In the new network, everybody is always coming or going
With the demise of the broadcast networks (it's already happened, the practical reality just has to catch up), the question arises of what a network really is. What is an entertainment network, a learning network or a network in general?
I think one way that we need to look at it is as something that is fluid and always flowing. I don't think we can any longer look at it as something that is permanent; temporal is a better word.
What happens when a group of people let each other know that they are going to get together at a favorite restaurant to hang out on Friday night? Is that a network? Is it permanent? Will some that go there like it so much that they do it for a while and come back week after week, although not all of them? Are others hearing about it and joining in? Are some showing up weekly and others occasionally? What does that mean as a network? Again: Is it a network?

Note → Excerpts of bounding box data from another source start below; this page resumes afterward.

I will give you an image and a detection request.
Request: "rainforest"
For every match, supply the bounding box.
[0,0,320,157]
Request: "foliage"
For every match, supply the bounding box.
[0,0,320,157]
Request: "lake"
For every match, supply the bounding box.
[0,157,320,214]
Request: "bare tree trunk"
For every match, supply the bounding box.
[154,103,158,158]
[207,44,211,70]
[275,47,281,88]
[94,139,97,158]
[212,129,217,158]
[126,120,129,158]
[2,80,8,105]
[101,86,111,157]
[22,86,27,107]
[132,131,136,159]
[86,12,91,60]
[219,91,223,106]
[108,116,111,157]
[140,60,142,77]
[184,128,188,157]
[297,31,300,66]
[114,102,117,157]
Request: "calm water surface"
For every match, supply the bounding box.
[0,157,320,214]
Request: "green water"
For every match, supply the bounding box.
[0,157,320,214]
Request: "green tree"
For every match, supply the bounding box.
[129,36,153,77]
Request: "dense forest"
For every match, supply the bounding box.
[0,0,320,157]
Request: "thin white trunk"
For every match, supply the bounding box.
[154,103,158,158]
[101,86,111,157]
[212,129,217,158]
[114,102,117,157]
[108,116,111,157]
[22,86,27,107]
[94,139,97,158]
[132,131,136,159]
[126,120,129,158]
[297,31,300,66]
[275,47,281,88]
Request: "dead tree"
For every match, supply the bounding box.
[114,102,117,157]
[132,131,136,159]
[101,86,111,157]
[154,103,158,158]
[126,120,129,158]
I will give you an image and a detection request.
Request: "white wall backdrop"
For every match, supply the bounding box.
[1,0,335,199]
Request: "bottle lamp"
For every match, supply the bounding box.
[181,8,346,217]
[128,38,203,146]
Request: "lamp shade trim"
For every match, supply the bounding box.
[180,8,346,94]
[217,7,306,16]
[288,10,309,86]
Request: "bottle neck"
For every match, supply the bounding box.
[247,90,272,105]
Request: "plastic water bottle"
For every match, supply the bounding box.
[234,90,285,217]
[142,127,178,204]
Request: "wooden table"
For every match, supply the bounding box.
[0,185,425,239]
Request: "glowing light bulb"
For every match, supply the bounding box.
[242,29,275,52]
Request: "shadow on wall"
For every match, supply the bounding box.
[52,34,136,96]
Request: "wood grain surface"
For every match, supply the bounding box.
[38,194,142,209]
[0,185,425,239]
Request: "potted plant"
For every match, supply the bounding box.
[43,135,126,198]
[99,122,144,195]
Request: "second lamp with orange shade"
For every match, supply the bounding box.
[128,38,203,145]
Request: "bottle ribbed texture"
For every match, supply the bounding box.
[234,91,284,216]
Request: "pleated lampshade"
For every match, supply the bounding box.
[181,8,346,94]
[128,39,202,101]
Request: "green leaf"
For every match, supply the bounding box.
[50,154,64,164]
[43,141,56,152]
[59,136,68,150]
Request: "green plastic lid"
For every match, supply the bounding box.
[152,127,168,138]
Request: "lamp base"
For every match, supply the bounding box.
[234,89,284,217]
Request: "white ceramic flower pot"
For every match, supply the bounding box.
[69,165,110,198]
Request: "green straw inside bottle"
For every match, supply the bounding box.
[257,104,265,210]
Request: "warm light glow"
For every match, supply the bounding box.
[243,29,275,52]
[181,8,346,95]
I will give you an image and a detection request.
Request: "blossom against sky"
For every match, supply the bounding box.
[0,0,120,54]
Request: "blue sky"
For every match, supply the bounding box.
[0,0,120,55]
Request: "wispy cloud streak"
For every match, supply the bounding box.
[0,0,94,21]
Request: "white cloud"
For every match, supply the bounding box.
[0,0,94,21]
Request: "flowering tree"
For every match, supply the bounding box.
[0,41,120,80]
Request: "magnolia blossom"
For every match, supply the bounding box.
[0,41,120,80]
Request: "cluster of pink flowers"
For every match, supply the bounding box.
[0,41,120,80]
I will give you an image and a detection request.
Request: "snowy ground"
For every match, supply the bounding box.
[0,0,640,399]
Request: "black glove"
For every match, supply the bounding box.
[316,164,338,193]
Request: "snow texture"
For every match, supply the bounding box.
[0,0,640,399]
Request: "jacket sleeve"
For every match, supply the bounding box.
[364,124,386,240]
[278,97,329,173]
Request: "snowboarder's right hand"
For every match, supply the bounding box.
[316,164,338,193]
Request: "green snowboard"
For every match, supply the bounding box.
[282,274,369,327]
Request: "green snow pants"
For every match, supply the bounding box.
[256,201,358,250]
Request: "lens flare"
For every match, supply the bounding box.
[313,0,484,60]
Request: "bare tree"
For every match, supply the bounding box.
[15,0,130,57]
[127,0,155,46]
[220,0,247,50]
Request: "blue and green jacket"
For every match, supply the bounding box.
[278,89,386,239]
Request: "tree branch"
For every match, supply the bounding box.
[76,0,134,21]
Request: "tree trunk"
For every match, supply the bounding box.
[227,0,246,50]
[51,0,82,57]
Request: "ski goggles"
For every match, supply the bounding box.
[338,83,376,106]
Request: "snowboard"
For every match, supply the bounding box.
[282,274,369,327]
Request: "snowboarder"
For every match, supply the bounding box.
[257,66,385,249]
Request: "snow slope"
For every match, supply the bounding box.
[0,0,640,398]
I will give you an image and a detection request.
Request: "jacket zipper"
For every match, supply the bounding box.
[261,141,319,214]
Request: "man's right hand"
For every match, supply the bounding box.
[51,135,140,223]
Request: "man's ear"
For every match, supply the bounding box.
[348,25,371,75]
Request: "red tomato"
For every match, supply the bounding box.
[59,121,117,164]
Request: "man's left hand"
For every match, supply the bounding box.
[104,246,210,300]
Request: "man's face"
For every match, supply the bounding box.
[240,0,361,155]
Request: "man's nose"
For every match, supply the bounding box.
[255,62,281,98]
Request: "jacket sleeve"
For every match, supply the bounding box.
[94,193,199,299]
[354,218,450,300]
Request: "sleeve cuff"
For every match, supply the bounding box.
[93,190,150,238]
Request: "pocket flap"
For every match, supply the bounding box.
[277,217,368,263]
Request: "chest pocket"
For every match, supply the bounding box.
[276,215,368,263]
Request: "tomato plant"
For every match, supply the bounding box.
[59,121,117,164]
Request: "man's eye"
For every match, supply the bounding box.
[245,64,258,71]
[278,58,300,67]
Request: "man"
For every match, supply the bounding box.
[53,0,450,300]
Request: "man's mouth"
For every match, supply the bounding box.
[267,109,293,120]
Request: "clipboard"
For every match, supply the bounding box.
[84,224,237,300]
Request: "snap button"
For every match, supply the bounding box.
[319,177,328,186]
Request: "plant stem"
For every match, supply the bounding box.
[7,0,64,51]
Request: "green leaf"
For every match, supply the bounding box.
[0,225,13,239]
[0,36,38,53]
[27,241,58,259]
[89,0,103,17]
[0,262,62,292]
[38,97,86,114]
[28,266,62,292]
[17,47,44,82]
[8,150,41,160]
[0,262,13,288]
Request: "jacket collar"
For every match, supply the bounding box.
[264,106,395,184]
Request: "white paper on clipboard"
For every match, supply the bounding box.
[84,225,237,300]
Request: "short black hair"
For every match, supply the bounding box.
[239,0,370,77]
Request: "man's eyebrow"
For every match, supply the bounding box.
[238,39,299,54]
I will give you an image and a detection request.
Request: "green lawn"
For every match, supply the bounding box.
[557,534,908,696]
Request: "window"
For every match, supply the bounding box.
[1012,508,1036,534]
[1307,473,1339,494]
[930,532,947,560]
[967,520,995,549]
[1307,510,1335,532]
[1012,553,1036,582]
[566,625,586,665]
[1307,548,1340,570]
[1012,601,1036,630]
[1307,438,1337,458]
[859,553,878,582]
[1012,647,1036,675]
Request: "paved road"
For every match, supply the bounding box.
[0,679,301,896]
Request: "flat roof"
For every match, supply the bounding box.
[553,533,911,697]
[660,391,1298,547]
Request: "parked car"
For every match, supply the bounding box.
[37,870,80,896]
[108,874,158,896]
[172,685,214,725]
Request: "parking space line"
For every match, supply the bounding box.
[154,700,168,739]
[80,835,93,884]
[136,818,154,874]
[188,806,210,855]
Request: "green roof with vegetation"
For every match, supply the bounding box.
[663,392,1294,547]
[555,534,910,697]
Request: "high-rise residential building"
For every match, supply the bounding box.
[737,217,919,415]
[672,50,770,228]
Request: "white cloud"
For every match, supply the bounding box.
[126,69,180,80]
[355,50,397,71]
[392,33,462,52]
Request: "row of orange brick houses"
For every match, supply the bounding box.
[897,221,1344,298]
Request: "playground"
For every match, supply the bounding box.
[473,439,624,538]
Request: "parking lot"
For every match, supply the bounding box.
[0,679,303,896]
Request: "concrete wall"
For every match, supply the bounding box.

This is the type of thing happening everywhere now. I'm even starting to hear that many are starting to consider MySpace as a network that has peaked for its core audience. Young people are starting to talk like it's not a place to hang out anymore.
It is impossible to define a network any longer in any specific way. I think of it as a target that is endlessly moving, never standing still, flowing from one thing to another and rearranging itself over and over again.
The days of control by somebody are over, yet the traditional media outlets continue to attempt to legislate control where it can't possibly win, wasting its time and money on a hydra that grows a new head everytime they try to sue another one out of existence.
The new network or moving community can't be pinpointed or controlled. At least not for long. You go at it and it morphs and mutates into something else in a different place.
Networks interact, share, bring people together and are temporal. If traditional media wants to be relevant in any way they must accept these new realities. Not that I care in any way if traditional media survives.
Entertainment will survive and show business will survive because it's about community and networks, and people desire it. It just isn't going to survive in its current form. That is already dead.